HydraFlow Standard — Test Pyramid¶
Every load-bearing feature in HydraFlow ships through three layers of tests before it merges into the integration branch. Skipping a layer is a procedural failure — not a judgment call. Unit tests catch code-path bugs but are blind to real-API behavior; MockWorld scenarios catch integration bugs unit tests can't see; sandbox e2e tests catch the docker / wiring / UI layer that MockWorld can't reach. Skipping layers ships features that pass in isolation but break under real conditions.
The three layers¶
┌────────────────────────┐
│ Sandbox e2e (~minutes) │ tests/sandbox_scenarios/
│ docker-compose + │ sNN_*.py + Playwright
│ Playwright │
└────────┬───────────────┘
│
┌──────────┴──────────────┐
│ MockWorld scenario │ tests/scenarios/
│ (~seconds) │ test_*_scenario.py
│ real loops + Fake* │ uses MockWorld + FakeGitHub
│ adapters at boundary │
└──────────┬──────────────┘
│
┌──────────────┴──────────────┐
│ Unit (~milliseconds) │ tests/test_*.py
│ pure functions, mocks at │ AsyncMock collaborators,
│ every collaborator │ monkeypatch run_subprocess
└─────────────────────────────┘
| Layer | Where | What it proves | Mocks at |
|---|---|---|---|
| Unit | tests/test_*.py |
Code paths and edge cases of one function/class | All collaborators |
| MockWorld scenario | tests/scenarios/test_*_scenario.py (mark pytest.mark.scenario_loops) |
Real loop / runner code interacts with MockWorld's Fake* adapters at the I/O boundary. Catches integration bugs unit tests can't see. |
Subprocess / network boundary only |
| Sandbox e2e | tests/sandbox_scenarios/scenarios/sNN_*.py + tests/sandbox_scenarios/runner/ |
The real orchestrator boots inside docker-compose.sandbox.yml, Playwright drives the UI, the dashboard API verifies state. The dark-factory production bar. |
Only at the docker-compose seam (FakeLLM, FakeGitHub via the sandbox entrypoint) |
When each layer is required¶
A feature merges into staging when ALL three layers exist for it.
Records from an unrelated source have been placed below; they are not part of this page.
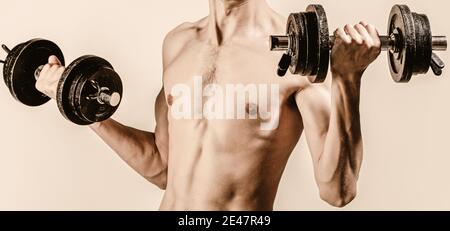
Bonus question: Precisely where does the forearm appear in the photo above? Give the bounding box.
[317,74,363,199]
[90,119,167,188]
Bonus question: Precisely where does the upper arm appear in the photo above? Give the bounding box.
[155,23,192,160]
[155,88,169,161]
[295,84,331,163]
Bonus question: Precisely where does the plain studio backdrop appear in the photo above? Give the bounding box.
[0,0,450,210]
Specifically:
| Feature shape | Unit | Scenario | Sandbox |
|---|---|---|---|
New port method (e.g. update_pr_branch) |
✅ required | ✅ required (via the loop that calls it, using a real PRManager + FakeGitHub at the boundary) | ✅ required (drive the loop end-to-end in docker) |
| New loop or runner | ✅ required | ✅ required (Pattern B direct instantiation OR full MockWorld flow) | ✅ required (sNN scenario) |
| New phase decoration / cross-cutting concern (OTel, telemetry) | ✅ required | ✅ required (assert against world.honeycomb / equivalent fake) |
⚠️ recommended (skip only if the cross-cut has no observable runtime effect) |
| Pure refactor with no behavior change | ✅ required | (existing scenario coverage stays green) | (no new sandbox needed) |
| Bug fix | ✅ required (regression test in tests/regressions/) |
✅ required if the bug is observable through a loop / runner path | ⚠️ if the bug only manifests under sandbox conditions |
| New ADR / wiki / config | ❌ no test (docs) | ❌ | ❌ |
How to write each layer¶
Unit tests¶
- Live in
tests/test_<module>.py - One assertion per test; AAA structure (Arrange / Act / Assert) but no AAA comments (the test-sludge guard rejects them — see
docs/wiki/testing.md) - Mock every collaborator: AsyncMock for async, monkeypatch for
run_subprocess/ module-level state - Use
tests.helpers.ConfigFactory.create()forHydraFlowConfig - Use
tests.helpers.make_pr_manager(config=, event_bus=)for a realPRManagerwith mocked I/O
MockWorld scenario tests¶
- Live in
tests/scenarios/test_<feature>_scenario.py - Mark with
pytestmark = pytest.mark.scenario_loops - Two patterns:
- Pattern A (full MockWorld): import
MockWorld, set up via builder methods (add_repo,add_issue,set_phase_result,fail_service), drive a phase or loop tick, assert againstworld.<fake>. Use this when the test exercises orchestration + multiple ports. - Pattern B (direct instantiation): build the loop directly with
LoopDeps+ aMagicMock(spec=PRPort)whose methods are scripted. Use this when the test exercises a single loop's reaction to specific port outcomes (e.g.prs.merge_promotion_prreturns False → loop files find-issue). Existing example:tests/scenarios/test_caretaker_loops_part2.py::TestL22StagingPromotionLoop. - The choice is governed by what's being asserted. Pattern A asserts cross-cutting outcomes ("after the phase ran, the dashboard reflects X"). Pattern B asserts a loop's reaction surface ("when the port returns Y, the loop does Z").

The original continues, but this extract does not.